Armés de nos motivations – bonnes ou mauvaises (voir Ethical Considerations of Tissue Engineering) –, nous avons bâti les compétences et le savoir pour supporter le génie tissulaire. Voici quelques évènements importants sur ce parcours :
- 1665, Robert Hooke décrit la cellule dans son célèbre ouvrage Micrographia.
- Début 19e siècle, la compréhension des cellules se développe et mènent à la formulation d’une théorie de la cellule.
- 1858, Virchow écrit : « Omnis cellula e cellula… » Une cellule naît à partir d’une autre cellule.
- 1907, démonstration de la croissance active de cellules en culture in vitro.
- Début 20e siècle, Alexis Carrel pose les jalons de la transplantation d’organe moderne.
- 1956, on rapporte la transplantation réussie d’un rein entre deux vrais jumeaux.
- 1967, première transplantation cardiaque.
- 1968, première transplantation de moelle épinière.
- Dans les années 1970, des travaux combinent biomatériaux et cellules, notamment pour fabriquer de la peau artificielle.
- 1990, 3.5 milliards de dollars sont investis en génie tissulaire, principalement de sources privées.
- 1997, TransCyte est le premier produit du génie tissulaire approuvé par la FDA (Food and Drug Administration) aux États-Unis.

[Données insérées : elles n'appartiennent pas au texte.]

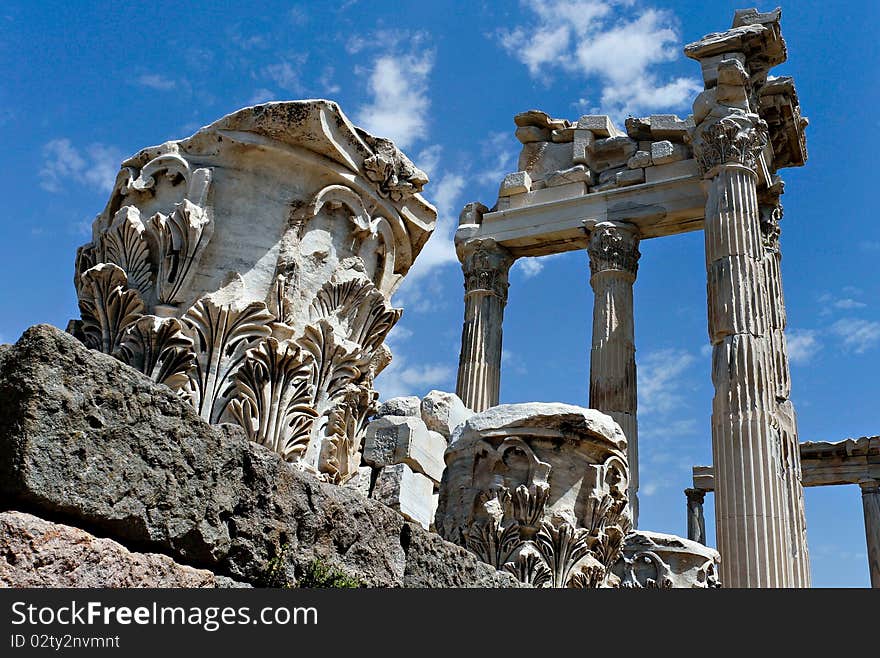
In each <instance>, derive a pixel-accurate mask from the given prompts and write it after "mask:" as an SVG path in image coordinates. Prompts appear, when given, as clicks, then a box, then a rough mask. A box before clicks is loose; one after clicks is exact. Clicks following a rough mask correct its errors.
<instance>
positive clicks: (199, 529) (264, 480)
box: [0, 325, 512, 586]
mask: <svg viewBox="0 0 880 658" xmlns="http://www.w3.org/2000/svg"><path fill="white" fill-rule="evenodd" d="M0 506H2V507H5V508H6V509H14V508H15V507H19V508H27V509H29V510H35V511H39V510H41V511H43V512H45V513H46V515H47V516H51V518H54V519H68V520H71V521H72V522H73V523H75V524H81V525H83V526H84V527H87V528H89V530H90V531H93V532H100V533H101V534H103V535H106V536H108V537H110V538H112V539H114V540H116V541H119V542H122V543H124V544H125V545H126V546H127V547H128V548H129V549H135V550H151V551H160V552H162V553H164V554H166V555H169V556H171V557H172V558H173V559H174V560H176V561H178V562H181V563H186V564H189V565H192V566H197V567H204V568H209V569H211V571H214V572H217V573H222V574H224V575H228V576H230V577H232V578H234V579H236V580H244V581H247V582H251V583H261V582H263V581H264V579H265V578H266V569H267V566H268V565H269V564H270V561H271V560H272V559H273V558H275V557H277V556H278V555H281V554H283V555H285V556H286V557H285V560H286V561H287V562H288V565H289V567H290V568H291V569H292V570H293V571H294V573H298V572H299V571H300V570H303V569H305V567H306V566H308V565H309V564H310V563H311V562H312V561H313V560H314V559H315V558H320V559H322V560H323V561H325V562H326V563H327V564H330V565H332V566H336V567H338V568H340V569H342V570H343V571H345V572H346V573H348V574H349V575H351V576H353V577H356V578H358V579H359V580H360V581H362V582H363V583H365V584H367V585H373V586H400V585H403V584H404V583H405V581H406V578H407V577H406V576H405V574H406V573H407V546H408V545H411V543H412V538H415V537H417V538H418V540H419V541H420V542H422V543H426V544H429V545H431V547H430V549H425V550H423V551H422V553H420V555H424V554H425V553H432V554H436V555H442V556H443V557H442V560H441V562H442V564H438V565H437V567H438V571H439V572H442V573H443V576H442V578H440V579H439V580H437V581H435V580H434V578H433V574H432V573H424V574H419V575H412V576H411V578H412V579H413V580H414V581H418V582H421V583H422V584H424V585H426V586H430V585H431V584H432V583H434V582H437V583H444V584H449V583H450V582H456V584H457V585H458V586H472V585H483V584H485V583H494V584H495V585H497V586H502V585H505V584H507V585H509V584H510V583H511V582H512V581H511V579H509V578H508V577H507V576H505V575H503V574H496V573H495V572H494V571H493V570H492V569H490V568H484V569H483V572H482V576H481V577H480V578H478V580H477V581H474V580H473V574H474V571H475V570H476V571H479V567H478V566H477V560H476V558H474V557H473V556H471V555H469V554H468V553H467V552H466V551H464V550H463V549H459V548H457V547H455V546H452V545H450V544H447V543H446V542H444V541H443V540H442V539H440V538H439V537H437V536H436V535H429V534H428V533H425V532H424V531H423V530H422V529H421V528H418V527H413V526H411V525H409V524H407V523H406V522H405V521H404V519H403V518H402V517H401V516H400V515H399V514H398V513H397V512H395V511H393V510H391V509H388V508H387V507H385V506H384V505H382V504H380V503H378V502H376V501H372V500H369V499H365V498H363V497H362V496H360V495H359V494H358V493H357V492H355V491H352V490H350V489H347V488H345V487H339V486H336V485H332V484H329V483H326V482H321V481H320V480H318V479H317V478H316V477H314V476H312V475H310V474H308V473H304V472H301V471H300V470H299V469H297V468H296V467H295V466H294V465H292V464H290V463H287V462H285V461H284V460H282V459H281V457H280V456H279V455H277V454H276V453H275V452H272V451H270V450H268V449H266V448H263V447H262V446H259V445H257V444H255V443H252V442H249V441H247V440H246V439H245V437H244V434H243V431H242V430H241V429H240V428H239V427H237V426H231V425H220V426H212V425H209V424H207V423H205V422H204V421H203V420H202V419H201V418H199V416H198V415H197V414H196V413H195V411H194V410H193V409H192V407H190V406H189V405H187V404H186V403H185V402H183V401H181V400H180V399H179V398H178V396H177V395H175V394H174V392H172V391H171V389H169V388H167V387H165V386H162V385H159V384H156V383H154V382H152V381H151V380H149V379H147V378H146V377H144V376H143V375H141V374H140V373H138V372H137V371H135V370H133V369H132V368H129V367H128V366H126V365H124V364H123V363H121V362H119V361H117V360H116V359H113V358H112V357H109V356H106V355H103V354H100V353H97V352H93V351H90V350H88V349H86V348H85V347H83V346H82V345H81V344H80V343H79V342H78V341H77V340H76V339H74V338H73V337H71V336H69V335H67V334H65V333H63V332H61V331H60V330H58V329H56V328H54V327H50V326H48V325H39V326H36V327H32V328H31V329H29V330H28V331H26V332H25V333H24V335H23V336H22V337H21V339H20V340H19V341H18V343H16V345H15V346H14V347H13V348H12V349H7V350H5V351H3V352H2V353H0ZM405 528H408V529H407V530H405ZM404 532H406V533H407V535H406V536H408V537H410V539H409V540H408V542H409V543H408V544H406V545H405V544H404V543H402V540H401V538H402V536H403V535H404ZM435 544H436V545H435ZM283 547H286V549H287V550H283ZM424 560H425V558H423V557H419V563H420V564H423V563H424ZM412 569H417V567H412Z"/></svg>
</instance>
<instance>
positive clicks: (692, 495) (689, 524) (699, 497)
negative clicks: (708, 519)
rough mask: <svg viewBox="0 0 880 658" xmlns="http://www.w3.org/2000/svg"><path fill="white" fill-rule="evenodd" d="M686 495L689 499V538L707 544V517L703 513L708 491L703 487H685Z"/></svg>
mask: <svg viewBox="0 0 880 658" xmlns="http://www.w3.org/2000/svg"><path fill="white" fill-rule="evenodd" d="M684 495H685V496H687V501H688V510H687V514H688V516H687V526H688V539H690V540H691V541H696V542H700V543H701V544H702V545H703V546H705V545H706V517H705V516H704V515H703V501H704V500H705V499H706V492H705V491H703V490H701V489H685V490H684Z"/></svg>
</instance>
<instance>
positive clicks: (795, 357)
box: [785, 329, 822, 365]
mask: <svg viewBox="0 0 880 658" xmlns="http://www.w3.org/2000/svg"><path fill="white" fill-rule="evenodd" d="M785 340H786V343H787V345H788V359H789V361H791V362H792V363H794V364H797V365H803V364H805V363H809V362H810V361H811V360H812V359H813V357H814V356H815V355H816V354H817V353H818V352H819V350H821V349H822V343H821V342H820V341H819V332H818V331H816V330H814V329H789V330H788V331H786V332H785Z"/></svg>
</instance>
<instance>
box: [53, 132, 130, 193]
mask: <svg viewBox="0 0 880 658" xmlns="http://www.w3.org/2000/svg"><path fill="white" fill-rule="evenodd" d="M122 157H123V156H122V152H121V151H120V150H119V149H117V148H115V147H113V146H107V145H106V144H99V143H95V144H90V145H89V146H87V147H85V148H82V149H80V148H77V147H76V146H74V145H73V143H72V142H71V141H70V140H69V139H67V138H66V137H63V138H60V139H53V140H51V141H50V142H47V143H46V145H45V146H43V166H42V167H41V168H40V171H39V176H40V187H42V188H43V189H44V190H46V191H48V192H61V191H62V190H64V189H65V188H66V187H68V186H70V185H77V184H83V183H85V184H86V185H87V186H89V187H91V188H92V189H94V190H97V191H99V192H105V193H106V192H109V191H110V190H111V189H113V183H114V181H115V180H116V174H117V173H118V172H119V163H120V162H121V161H122Z"/></svg>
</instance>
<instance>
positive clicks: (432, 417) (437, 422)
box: [421, 391, 474, 441]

- 1998, des cellules souches d’embryons humains sont isolées.
- 2000, le magasine Time nomme le métier d’ingénieur tissulaire le «plus hot» du 21e siècle.
Aujourd’hui, le génie tissulaire englobe des solutions à différents stades de développement (recherche, préclinique, clinique et approuvé) pour remplacer la peau, les os, le cartilage, les vaisseaux sanguins, les valves cardiaques, la rétine, les nerfs, les fonctions pancréatiques, la vessie et possiblement bien d’autres tissus et organes.
Les défis de demain
En 2007, le magasine Tissue Engineering a demandé à 24 chefs de file dans le domaine de présenter leur vision stratégique pour le futur du génie tissulaire. L’analyse de leur discours a permis de mettre en relief un certain nombre d’objectifs prioritaires pour le futur de la profession, notamment :
- Contrôler l’angiogenèse, soit le processus qui contrôle la croissance de nouveaux vaisseaux sanguins pour irriguer les tissus et organes fabriqués.

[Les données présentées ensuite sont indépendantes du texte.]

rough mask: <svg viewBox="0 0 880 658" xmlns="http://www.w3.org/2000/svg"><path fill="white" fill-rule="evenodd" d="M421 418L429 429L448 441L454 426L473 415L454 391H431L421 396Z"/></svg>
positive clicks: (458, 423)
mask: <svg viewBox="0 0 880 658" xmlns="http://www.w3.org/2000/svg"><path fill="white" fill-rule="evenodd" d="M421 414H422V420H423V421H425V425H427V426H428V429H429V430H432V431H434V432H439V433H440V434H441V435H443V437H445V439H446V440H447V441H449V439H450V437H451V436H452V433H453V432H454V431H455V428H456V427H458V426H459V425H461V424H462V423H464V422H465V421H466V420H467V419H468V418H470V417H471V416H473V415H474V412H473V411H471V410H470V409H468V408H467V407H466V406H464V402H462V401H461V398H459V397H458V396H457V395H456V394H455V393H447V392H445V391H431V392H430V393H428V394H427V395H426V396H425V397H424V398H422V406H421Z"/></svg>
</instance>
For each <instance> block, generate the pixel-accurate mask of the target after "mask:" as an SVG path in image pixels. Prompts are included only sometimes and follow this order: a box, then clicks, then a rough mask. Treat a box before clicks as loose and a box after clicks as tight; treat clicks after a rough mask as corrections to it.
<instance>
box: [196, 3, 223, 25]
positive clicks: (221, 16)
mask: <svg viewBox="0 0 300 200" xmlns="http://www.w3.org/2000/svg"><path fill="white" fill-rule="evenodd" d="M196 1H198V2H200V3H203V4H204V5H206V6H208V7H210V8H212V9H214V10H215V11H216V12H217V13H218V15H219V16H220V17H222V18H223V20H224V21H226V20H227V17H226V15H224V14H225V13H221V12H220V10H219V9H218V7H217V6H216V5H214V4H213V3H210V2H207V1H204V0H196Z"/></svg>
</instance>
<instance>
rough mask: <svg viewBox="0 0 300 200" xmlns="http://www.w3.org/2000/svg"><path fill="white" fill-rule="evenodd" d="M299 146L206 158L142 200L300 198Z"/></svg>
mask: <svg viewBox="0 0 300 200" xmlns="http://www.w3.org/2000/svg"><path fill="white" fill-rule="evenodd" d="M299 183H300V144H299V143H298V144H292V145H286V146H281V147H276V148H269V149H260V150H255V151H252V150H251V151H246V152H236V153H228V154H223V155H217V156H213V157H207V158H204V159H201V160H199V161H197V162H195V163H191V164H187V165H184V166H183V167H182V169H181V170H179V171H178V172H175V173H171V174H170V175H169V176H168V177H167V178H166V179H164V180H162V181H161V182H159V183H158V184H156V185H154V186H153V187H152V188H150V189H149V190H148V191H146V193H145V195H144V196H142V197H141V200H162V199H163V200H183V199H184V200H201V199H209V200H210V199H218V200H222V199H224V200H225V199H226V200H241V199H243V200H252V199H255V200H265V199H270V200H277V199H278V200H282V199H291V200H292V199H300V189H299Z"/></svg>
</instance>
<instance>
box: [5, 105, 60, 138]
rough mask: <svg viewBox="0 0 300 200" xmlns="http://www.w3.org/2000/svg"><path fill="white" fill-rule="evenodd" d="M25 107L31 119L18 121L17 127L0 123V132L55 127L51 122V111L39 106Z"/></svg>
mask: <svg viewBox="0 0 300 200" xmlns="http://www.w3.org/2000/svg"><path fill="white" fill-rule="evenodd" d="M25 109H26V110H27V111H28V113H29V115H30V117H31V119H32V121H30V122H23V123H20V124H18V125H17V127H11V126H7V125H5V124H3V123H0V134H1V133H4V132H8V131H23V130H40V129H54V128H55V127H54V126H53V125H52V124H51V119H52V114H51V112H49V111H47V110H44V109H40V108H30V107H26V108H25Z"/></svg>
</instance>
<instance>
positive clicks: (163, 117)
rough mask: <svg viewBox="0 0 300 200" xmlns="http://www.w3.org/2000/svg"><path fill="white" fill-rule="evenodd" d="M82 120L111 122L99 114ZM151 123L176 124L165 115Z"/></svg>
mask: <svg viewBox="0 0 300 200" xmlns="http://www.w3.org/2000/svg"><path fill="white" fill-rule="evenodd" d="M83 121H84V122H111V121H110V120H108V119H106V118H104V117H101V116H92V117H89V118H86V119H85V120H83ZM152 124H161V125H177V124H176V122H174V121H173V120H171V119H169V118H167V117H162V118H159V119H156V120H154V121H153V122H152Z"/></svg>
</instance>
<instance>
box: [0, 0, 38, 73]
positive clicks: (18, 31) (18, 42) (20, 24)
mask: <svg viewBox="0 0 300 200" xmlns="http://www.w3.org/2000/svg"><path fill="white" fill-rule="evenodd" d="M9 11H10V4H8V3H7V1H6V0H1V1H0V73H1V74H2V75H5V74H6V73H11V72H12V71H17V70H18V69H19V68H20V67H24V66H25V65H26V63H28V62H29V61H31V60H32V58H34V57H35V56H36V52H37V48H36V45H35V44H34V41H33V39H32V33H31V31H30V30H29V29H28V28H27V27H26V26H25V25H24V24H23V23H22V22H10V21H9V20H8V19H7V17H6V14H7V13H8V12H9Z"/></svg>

- Mieux comprendre la science des cellules souches qui semblent présenter un potentiel énorme pour le génie tissulaire et la médecine régénérative.
- Comprendre la biologie cellulaire et la biologie des systèmes.
Tandis que nos efforts sont concentrés pour améliorer la qualité de vie des patients dans nos hôpitaux en fabriquant des tissus et des organes, notre travail apporte des fruits inattendus. Il n’est pas irréaliste de songer que ces efforts mèneront dans le futur à mieux comprendre l’angiogenèse (qui est un élément important dans un processus pathologique connu : la croissance de tumeurs). Les systèmes que nous développons pour fabriquer des tissus en laboratoire serviront certainement à mieux comprendre la biologie des systèmes, à étudier des pathologies en laboratoire (et éviter certains tests sur des animaux!)
Le domaine du génie tissulaire est une science fascinante qui nous donne le pouvoir de créer. C’est un pouvoir immense et donc, un grand défi. Enraciné dans une profonde humanité basée sur la morale et l’éthique, le génie tissulaire doit grandir afin de contribuer à ce rêve qu’est, pour nous et nos enfants, le 21e siècle.
Sources
[1] Peter J. van Winterswijk and Erik Nout, Tissue Engineering and Wound Healing: An Overview of the Past, Present, and Future, Wound, 10, 2007.
[2] Ulrich Meyer, The History of Tissue Engineering and Regenerative Medicine in Perspective, Fundamentals of Tissue Engineering and Regenerative Medicine, Springer Berlin Heidelberg, 2009.
[3] Peter C. Johnson, Antonios G. Mikos, John P. Fisher and John A. Jansen, Strategic Directions in Tissue Engineering, TISSUE ENGINEERING, Volume 13, Number 12, 2007.